The Poor Response to Tariffs

It is U.S. economic policy, which since the 1980s has encouraged economic agents to consume more than they save, that is the cause of America’s foreign trade deficit. China is limited to providing American consumers with cheap products assembled by a Chinese workforce, but designed and marketed by transnational companies in the United States and other industrialized countries. The United States will not reduce its foreign deficit by imposing tariffs, but rather by adopting policies that encourage economic agents to consume less and save more. The tax reform adopted by the Trump administration will result in the inverse situation, because it will lead to an increase in spending in public relations – leading, according to estimates, to an increase of $1 trillion to $2 trillion in America’s current deficit through the next decade.

Tariffs will do nothing but slow the decrease in industrial jobs, which the Trump administration attributes to competition with China after it became a member of the World Trade Organization in 2001, but which can be much better explained by gains in productivity through technological advancements. The level of industrial jobs in the United States has been decreasing for decades, well before the existence of competition with China. It went from 25.9 percent in 1969 to 12 percent in 2001, when China became a member of the WTO, to representing just 8.5 percent in December 2017. Of course, contrary to neoliberal theory, unequal distribution of international trade profits creates “losers of globalization,” which necessitates reinforcement of the welfare system; the Trump administration is instead trying its hardest to dismantle former President Barack Obama’s health care law.
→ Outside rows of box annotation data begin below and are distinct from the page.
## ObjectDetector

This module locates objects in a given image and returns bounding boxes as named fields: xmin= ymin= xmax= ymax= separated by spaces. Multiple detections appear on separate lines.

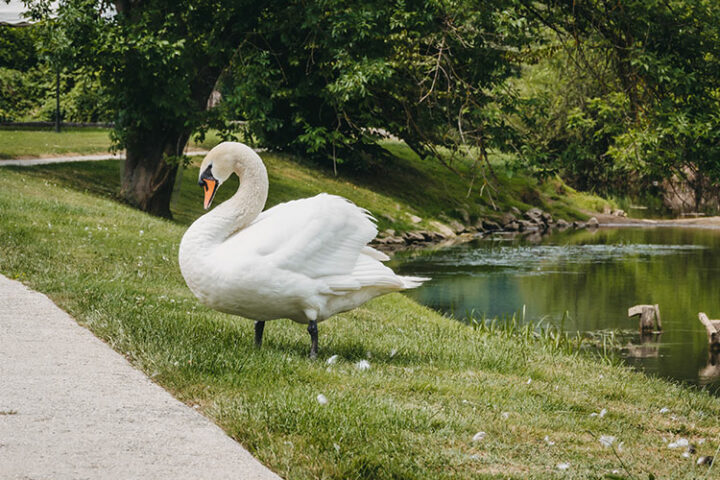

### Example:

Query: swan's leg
xmin=308 ymin=320 xmax=317 ymax=360
xmin=255 ymin=322 xmax=265 ymax=348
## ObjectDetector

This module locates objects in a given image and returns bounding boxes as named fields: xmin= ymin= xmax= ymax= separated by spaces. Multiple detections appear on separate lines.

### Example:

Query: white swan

Moreover, by multiplying unilateral decisions that conflict with the WTO’s rules, the Trump administration is putting the multilateral system established by the United States in danger and entering into a conflict with its trade partners, who are displeased to hear President Trump affirm that past trade agreements were “unfair,” when these agreements were firmly negotiated in the United States’ interest. This reinforces China’s position, which advocates multilateralism to further isolate the United States and avoid a direct confrontation.

The trade war announced by President Trump in traditional sectors such as steel actually masks the true issue for Chinese-American rivalry: control over technology. The Trump administration denounces the Chinese government’s discriminatory practices encouraging foreign companies to transfer their technologies to Chinese businesses. These accusations are largely justified and shared by the United States’ other trade partners. Nevertheless, the Trump administration’s unilateral tariffs on Chinese tech products are not able to slow down the Chinese economy’s move upmarket, as President Xi Jinping strives to do with his “Made in China 2025” project by developing 10 industrial sectors in cutting-edge technologies in an effort to dominate the 21st century’s digital economy.
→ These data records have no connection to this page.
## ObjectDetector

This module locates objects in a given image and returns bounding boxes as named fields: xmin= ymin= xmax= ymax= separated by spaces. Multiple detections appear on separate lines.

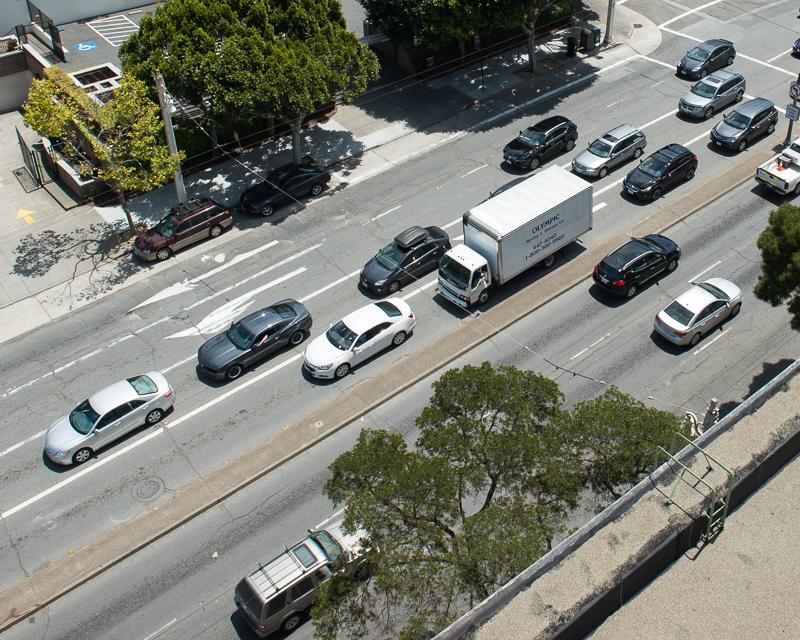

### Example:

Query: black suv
xmin=592 ymin=234 xmax=681 ymax=298
xmin=622 ymin=143 xmax=697 ymax=200
xmin=359 ymin=227 xmax=450 ymax=295
xmin=503 ymin=116 xmax=578 ymax=170
xmin=678 ymin=40 xmax=736 ymax=80
xmin=711 ymin=98 xmax=778 ymax=151
xmin=239 ymin=159 xmax=331 ymax=216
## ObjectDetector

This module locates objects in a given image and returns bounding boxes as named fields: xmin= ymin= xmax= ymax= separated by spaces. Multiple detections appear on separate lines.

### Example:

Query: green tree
xmin=120 ymin=0 xmax=378 ymax=162
xmin=754 ymin=203 xmax=800 ymax=330
xmin=315 ymin=363 xmax=582 ymax=639
xmin=571 ymin=387 xmax=690 ymax=499
xmin=23 ymin=67 xmax=181 ymax=231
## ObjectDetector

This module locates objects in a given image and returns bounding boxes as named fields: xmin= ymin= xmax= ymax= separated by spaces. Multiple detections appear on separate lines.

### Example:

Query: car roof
xmin=734 ymin=98 xmax=775 ymax=117
xmin=531 ymin=116 xmax=570 ymax=133
xmin=89 ymin=380 xmax=139 ymax=415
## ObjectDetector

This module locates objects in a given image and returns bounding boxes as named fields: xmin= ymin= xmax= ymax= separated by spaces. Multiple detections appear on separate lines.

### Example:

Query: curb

Ultimately, we can hope that the Trump administration will be content with a few bilateral concessions that he can sell to his electoral base on the brink of midterm elections, with the adoption of the agreements presented as more equal. But this only marginally changes international trade – similar to what was done with South Korea at the end of March. China has considerable leeway to make concessions to the United States without changing its strategy of moving up in the technological market. At the Boao Forum for Asia last April 10, President Xi Jinping once again assumed the role of the defender of globalization, announcing additional imports (notably of automobiles), a greater opening for foreign companies and banks, as well as a strengthening of intellectual property rights protections.

This type of bilateral agreement will not resolve America’s trade deficit problem, nor will it slow down China’s rising power, but it will at least allow us to avoid an escalation of tariffs that would make everyone losers.